The Iraqis, including their children, would be too sick and hungry to
fight back against another concerted U.S. assault, thus sparing the
courageous U.S. military personnel.
While the U.S. enforces a no-fly zone over the north of Iraq
ostensibly to protect Kurds from Saddam, Washington's loyal NATO ally
Turkey continues to brutally subjugate its own Kurdish population.

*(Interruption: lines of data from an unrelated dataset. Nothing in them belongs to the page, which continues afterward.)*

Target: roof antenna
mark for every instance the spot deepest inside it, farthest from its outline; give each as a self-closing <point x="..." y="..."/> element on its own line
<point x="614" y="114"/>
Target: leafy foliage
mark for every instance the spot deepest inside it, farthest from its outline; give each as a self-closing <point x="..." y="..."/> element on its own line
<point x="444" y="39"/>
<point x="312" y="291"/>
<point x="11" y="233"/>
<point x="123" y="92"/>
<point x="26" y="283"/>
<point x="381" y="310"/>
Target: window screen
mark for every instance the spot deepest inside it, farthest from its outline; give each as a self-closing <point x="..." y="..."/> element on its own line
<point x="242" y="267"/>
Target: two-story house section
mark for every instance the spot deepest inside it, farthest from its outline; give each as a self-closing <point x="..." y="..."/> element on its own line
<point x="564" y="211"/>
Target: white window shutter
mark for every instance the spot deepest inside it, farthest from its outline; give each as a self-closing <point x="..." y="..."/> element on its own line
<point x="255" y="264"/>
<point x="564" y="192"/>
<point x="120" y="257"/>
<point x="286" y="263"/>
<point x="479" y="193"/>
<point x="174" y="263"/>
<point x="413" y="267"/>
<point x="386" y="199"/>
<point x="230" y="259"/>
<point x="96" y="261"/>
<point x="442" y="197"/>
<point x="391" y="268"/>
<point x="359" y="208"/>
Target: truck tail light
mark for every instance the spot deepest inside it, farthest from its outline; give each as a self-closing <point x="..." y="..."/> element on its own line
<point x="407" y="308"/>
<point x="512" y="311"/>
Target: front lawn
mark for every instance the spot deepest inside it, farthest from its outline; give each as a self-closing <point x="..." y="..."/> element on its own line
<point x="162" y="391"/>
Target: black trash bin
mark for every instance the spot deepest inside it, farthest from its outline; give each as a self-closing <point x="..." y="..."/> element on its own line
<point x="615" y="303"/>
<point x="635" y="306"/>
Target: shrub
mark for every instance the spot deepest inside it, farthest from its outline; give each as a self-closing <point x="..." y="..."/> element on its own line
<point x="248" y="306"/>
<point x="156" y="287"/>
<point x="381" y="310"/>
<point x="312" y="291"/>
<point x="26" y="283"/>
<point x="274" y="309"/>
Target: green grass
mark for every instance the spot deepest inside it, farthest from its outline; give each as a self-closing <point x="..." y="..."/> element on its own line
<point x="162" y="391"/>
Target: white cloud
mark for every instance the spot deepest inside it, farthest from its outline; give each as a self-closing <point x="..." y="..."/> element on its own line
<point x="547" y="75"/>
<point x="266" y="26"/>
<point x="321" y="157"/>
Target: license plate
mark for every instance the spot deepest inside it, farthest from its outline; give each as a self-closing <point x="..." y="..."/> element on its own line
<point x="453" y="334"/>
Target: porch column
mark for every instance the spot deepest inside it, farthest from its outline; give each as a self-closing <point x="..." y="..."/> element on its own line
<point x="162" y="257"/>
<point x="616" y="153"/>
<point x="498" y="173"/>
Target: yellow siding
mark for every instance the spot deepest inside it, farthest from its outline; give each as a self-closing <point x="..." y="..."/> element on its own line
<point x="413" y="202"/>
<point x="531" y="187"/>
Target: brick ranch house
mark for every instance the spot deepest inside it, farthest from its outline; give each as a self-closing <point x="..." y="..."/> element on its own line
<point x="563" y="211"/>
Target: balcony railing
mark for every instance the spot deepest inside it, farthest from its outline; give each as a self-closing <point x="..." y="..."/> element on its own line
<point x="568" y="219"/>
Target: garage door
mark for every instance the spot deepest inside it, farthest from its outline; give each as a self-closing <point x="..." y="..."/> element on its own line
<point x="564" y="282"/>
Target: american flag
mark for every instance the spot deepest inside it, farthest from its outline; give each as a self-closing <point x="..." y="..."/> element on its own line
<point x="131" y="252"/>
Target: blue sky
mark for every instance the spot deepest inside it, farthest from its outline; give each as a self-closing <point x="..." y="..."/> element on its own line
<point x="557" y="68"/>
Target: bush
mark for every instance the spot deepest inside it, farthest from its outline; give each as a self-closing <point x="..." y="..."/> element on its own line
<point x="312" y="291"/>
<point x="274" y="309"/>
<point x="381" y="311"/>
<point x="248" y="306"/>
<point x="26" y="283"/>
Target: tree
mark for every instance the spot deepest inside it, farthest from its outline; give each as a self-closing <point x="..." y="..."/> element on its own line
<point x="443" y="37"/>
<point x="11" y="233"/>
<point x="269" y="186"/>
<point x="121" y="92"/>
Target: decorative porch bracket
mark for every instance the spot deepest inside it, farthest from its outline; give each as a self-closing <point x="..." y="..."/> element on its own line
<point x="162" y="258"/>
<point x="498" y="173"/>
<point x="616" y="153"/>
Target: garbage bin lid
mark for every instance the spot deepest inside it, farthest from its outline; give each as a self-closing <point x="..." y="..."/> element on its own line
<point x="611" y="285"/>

One could be generous and assume the U.S., even with all its
intelligence assets, doesn't know how its weaponry is being used in
Turkey, or we could conclude it's all part and parcel of what the U.S.
originally called Operation Infinite Justice and to which Washington
is so fondly devoted.
The Palestinians are well acquainted with such justice; their revolt
against a brutal military occupation is quelled by U.S. weaponry, cash
and decades of encouragement.
Following a recent visit to the Gaza Strip -- a crowded, barren
expanse of misery hemmed in and transected by Israeli troops, former
New York Times Mideast bureau chief Chris Hedges wrote of a most
illuminating experience.
Israeli soldiers armed with loudspeakers cursed the inhabitants of one
Palestinian refugee camp, knowing children and teens would emerge to
ineffectually throw stones.
The Israeli soldiers then gunned down the youths with live bullets,
wrote Hedges, who noted he'd covered other wars where children were
deliberately slaughtered.
"But I have never before watched soldiers entice children like
mice into a trap and murder them for sport," Hedges wrote in a
recent Harper's magazine article.
Palestinian police told Hedges their attempts to disperse the
stone-throwing children were greeted by more Israeli bullets.
Despite the ongoing intifada, the population of the illegal Israeli
settlements in the occupied territories continues to grow, as does
their massively disproportionate use of water.
Mohammed Hussein, a pharmacist I met in Gaza City's Beach Refugee Camp
said the unhealthy drinking water has blessed him with an unfortunate
silver lining.
"The state of health is not good, so sales for the pharmacy are
good," he says.
Tens of thousands of olive trees nurtured over decades and an economic
staple for Palestinians have been obliterated by the occupying troops
under the guise of "security."
The Israeli occupiers routinely machine gun, shell and bulldoze
inhabitants out of their homes to further buffer and service the
unlawful settlements.
Relatively affluent Israel is by far the largest recipient of U.S. aid
-- funds that traditionally flow to impoverished nations. The
Palestinians, on the other hand are unworthy victims; their oppression
has become institutionalized and accepted.
The sickening suicide attacks against Israelis are a product of a
weak, trampled and humiliated people.
It would appear justice is less than infinite and its application
dependent more on might than morality.